I have read your post and fully understand what you are saying. Once I accept a ping it is carried out as per uber's guidelines, but only after I confirm it is a money maker. In order to dance around ubers acceptance policy we have to do what we have to do. Now I have to get back to cherry picking my rides. No more kool-aid references but do tell what color are your uber pomp pomps??? Have a nice day.


----------



## nuggetnut (Sep 28, 2015)

I will put a good word in for you as poster child for uber guidelines, that is if they will take a call from a GED recipient. I'm guessing your doctorate qualifies you to be a model driver.. opps.. got to go cancel a few pings... no surge.. ps... don't tell uber.


----------



## Greguzzi (Jan 9, 2016)

Indépendant contractors are entitled to know the details of the contract before they agree to take on the work. The destination is a necessary detail for the contractor. Uber chooses to actively hide this detail from us, so we have to call the passenger to get it.


----------



## mark edwards (Sep 11, 2015)

nuggetnut said:


> I will put a good word in for you as poster child for uber guidelines, that is if they will take a call from a GED recipient. I'm guessing your doctorate qualifies you to be a model driver.. opps.. got to go cancel a few pings... no surge.. ps... don't tell uber.

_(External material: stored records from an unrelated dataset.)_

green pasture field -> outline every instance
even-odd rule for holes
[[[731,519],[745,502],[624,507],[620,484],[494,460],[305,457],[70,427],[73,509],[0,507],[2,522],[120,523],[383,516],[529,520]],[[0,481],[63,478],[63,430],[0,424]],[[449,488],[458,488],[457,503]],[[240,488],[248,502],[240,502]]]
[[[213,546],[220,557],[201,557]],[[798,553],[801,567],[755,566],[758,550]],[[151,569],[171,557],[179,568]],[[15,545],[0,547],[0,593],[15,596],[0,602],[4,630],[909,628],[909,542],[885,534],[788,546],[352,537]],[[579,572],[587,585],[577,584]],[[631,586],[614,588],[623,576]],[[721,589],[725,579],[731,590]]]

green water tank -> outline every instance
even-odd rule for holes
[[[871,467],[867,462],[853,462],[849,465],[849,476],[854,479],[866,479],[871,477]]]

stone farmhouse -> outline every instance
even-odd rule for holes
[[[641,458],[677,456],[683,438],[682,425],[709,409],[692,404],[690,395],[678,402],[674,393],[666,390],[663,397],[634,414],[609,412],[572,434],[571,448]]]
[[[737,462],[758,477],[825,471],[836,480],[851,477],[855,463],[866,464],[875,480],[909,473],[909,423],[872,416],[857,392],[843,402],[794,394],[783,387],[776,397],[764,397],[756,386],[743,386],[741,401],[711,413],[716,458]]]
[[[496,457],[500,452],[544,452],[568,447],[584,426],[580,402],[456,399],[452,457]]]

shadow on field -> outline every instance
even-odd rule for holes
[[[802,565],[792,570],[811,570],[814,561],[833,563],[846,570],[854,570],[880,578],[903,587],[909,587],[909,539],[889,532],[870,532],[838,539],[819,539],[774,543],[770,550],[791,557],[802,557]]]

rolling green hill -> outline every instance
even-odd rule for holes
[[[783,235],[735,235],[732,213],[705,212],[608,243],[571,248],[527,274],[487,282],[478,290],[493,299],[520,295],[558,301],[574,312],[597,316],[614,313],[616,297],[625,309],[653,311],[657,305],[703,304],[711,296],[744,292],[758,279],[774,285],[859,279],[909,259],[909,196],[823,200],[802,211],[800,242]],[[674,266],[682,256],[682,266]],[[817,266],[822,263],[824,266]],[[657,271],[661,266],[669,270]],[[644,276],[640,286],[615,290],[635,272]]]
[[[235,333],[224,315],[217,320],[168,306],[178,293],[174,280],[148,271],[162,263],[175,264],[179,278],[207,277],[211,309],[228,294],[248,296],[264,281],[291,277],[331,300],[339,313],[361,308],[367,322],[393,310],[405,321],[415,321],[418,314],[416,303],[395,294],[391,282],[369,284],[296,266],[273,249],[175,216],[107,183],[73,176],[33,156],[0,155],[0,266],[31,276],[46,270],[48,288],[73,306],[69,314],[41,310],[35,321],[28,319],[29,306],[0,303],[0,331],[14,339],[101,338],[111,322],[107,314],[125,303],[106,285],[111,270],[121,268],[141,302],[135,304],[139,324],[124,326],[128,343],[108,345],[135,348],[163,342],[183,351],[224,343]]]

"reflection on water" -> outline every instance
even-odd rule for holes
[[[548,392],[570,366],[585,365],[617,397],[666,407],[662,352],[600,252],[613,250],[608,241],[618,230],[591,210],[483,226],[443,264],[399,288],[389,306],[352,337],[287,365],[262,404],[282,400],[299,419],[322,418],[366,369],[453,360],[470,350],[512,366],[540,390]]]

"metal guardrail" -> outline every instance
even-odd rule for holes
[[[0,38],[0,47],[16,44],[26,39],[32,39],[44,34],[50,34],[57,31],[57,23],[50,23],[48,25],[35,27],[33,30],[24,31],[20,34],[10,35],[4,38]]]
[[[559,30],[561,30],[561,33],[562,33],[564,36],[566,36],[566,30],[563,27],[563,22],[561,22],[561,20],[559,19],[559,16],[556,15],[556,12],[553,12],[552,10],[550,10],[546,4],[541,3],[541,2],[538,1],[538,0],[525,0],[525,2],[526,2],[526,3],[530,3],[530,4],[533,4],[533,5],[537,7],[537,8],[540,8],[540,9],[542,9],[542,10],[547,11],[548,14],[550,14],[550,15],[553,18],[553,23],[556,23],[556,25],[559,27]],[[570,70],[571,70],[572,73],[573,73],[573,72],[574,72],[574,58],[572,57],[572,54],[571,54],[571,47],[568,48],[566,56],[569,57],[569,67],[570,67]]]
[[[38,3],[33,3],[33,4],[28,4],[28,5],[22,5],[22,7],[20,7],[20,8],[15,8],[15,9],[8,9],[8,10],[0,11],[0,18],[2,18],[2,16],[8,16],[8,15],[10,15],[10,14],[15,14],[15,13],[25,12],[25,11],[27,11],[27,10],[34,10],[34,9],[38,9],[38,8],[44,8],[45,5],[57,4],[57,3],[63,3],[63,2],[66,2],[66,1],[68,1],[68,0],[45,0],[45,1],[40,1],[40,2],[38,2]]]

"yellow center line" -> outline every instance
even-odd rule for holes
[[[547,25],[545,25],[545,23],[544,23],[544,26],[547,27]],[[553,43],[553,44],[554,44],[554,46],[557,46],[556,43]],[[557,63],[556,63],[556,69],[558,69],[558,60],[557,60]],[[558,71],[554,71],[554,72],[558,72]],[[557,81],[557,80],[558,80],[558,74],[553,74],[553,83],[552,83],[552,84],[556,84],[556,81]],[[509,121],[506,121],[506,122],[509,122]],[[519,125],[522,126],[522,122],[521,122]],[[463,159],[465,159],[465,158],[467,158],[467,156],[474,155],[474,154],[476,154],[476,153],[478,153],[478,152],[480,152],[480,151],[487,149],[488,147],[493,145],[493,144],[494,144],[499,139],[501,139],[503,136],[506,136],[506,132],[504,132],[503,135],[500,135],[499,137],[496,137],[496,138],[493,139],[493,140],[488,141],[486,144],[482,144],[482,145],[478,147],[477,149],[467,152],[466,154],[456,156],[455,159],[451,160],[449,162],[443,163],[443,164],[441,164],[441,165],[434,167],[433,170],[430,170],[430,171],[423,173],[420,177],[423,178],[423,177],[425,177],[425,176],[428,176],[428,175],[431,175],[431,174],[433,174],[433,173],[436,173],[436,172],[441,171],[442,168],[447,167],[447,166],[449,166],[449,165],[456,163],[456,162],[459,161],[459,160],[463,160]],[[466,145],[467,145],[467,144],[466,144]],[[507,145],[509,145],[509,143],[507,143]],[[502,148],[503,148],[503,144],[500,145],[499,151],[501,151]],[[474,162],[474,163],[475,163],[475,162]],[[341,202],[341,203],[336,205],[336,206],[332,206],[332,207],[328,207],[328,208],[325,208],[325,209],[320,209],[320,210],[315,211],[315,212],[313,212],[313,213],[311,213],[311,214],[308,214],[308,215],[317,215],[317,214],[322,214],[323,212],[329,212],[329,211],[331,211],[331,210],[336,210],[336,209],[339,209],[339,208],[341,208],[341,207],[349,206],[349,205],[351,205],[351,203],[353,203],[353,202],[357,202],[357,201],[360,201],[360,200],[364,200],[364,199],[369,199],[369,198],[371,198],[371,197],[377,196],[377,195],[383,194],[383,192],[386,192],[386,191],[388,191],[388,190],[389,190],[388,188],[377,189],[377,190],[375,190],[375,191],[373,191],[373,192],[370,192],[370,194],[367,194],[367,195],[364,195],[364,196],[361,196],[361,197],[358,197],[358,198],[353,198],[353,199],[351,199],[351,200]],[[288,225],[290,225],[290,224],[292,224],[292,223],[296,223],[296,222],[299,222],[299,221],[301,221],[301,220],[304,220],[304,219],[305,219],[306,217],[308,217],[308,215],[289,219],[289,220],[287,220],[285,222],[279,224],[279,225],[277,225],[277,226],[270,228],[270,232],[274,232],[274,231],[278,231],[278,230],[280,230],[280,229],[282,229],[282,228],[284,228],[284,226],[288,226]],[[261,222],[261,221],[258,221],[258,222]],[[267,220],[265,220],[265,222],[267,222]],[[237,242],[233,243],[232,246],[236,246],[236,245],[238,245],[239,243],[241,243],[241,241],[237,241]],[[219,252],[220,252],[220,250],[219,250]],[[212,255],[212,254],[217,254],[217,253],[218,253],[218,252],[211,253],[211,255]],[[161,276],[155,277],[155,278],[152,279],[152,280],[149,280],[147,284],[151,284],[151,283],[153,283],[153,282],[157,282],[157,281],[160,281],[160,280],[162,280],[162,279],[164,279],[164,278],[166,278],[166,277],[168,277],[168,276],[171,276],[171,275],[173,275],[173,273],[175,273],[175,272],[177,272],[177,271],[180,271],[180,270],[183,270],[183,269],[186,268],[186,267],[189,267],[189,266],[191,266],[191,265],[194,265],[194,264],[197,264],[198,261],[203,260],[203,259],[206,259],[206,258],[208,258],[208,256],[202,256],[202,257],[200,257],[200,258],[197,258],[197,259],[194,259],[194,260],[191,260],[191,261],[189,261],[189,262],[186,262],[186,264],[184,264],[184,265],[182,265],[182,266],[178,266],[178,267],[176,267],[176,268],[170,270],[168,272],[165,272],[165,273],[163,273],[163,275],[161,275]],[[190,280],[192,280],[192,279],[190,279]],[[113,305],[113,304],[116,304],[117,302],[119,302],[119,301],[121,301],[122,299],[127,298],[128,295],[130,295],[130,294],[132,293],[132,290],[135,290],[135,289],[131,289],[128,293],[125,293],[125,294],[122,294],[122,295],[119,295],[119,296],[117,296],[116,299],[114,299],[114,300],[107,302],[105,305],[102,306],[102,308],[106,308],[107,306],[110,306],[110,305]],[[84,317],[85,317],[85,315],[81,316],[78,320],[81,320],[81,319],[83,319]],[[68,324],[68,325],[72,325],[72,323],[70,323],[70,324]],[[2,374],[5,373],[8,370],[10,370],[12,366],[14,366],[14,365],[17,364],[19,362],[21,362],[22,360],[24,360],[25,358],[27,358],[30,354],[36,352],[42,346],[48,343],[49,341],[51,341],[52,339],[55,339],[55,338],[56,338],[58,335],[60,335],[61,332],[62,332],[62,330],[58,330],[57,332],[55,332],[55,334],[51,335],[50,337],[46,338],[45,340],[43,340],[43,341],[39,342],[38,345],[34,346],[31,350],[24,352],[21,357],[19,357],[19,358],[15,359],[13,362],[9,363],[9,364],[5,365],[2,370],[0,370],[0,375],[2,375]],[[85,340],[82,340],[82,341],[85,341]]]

Uberlou is clearly an Uber plant/employee/shill. Lou do you think Uber should live up to its contract, treat drivers fairly, follow labor law, and not be so deceitful? Of course you don't


----------



## mark edwards (Sep 11, 2015)

UberLou said:


> Pomp Pomps LOL that has been done too my friend. Cherry Picking is against Uber's guidelines, calling and asking destination is against Ubers guidelines. Go ahead and email them and as them if that is okay to do.
> 
> I don't know why I am going back in forth with someone that clearly is living life on what a GED has provided them. Have a good day.


Right lou, email them and ask!??! Has anyone ever gotten a straight or honest answer, or one that was even relevant to what was asked , from Uber? They often contradict themselves. Yes Lou has totally drowned in the Uber Kool-Aid.


----------



## UberLou (May 5, 2015)

mark edwards said:


> Uberlou is clearly an Uber plant/employee/shill. Lou do you think Uber should live up to its contract, treat drivers fairly, follow labor law, and not be so deceitful? Of course you don't


Did you actually use your real name for a site like this? And you question me? Move along.


----------



## CIncinnatiDriver (Dec 17, 2015)

Sorry Lou, when I get a ping, it's a lead.

When I'm told the terms (ie the destination), it's a proposal.

IF I agree, it's a contract.

(Agreement can be verbal or non-verbal. I.e. 'ok I'll drive you', or I simply start driving with them in the car).

I am actually putting you on ignore. I believe you work for Uber or something like that.


----------



## nuggetnut (Sep 28, 2015)

I don't think he is a plant. Why would he be so blatantly obvious? I really think he believes in what he preachez.... poor soul.


----------



## CIncinnatiDriver (Dec 17, 2015)

nuggetnut said:


> I don't think he is a plant. Why would he be so blatantly obvious? I really think he believes in what he preachez.... poor soul.


Ha! Maybe so.


----------



## UberLou (May 5, 2015)

CIncinnatiDriver said:


> Sorry Lou, when I get a ping, it's a lead.
> 
> When I'm told the terms (ie the destination), it's a proposal.
> 
> ...


Because I am not out to screw the system I work for Uber is that your logic? Because I understand what I got myself into when I signed up to drive, because I read everything that Uber puts in front of me and I understand it, I am a mole? Notice how I never once said I agree with it, but I understand it. I also have my own values that do not get altered because Uber is screwing drivers. Just because I do not agree with everything they do doesn't mean I am going to be crooked and work the system to make a buck.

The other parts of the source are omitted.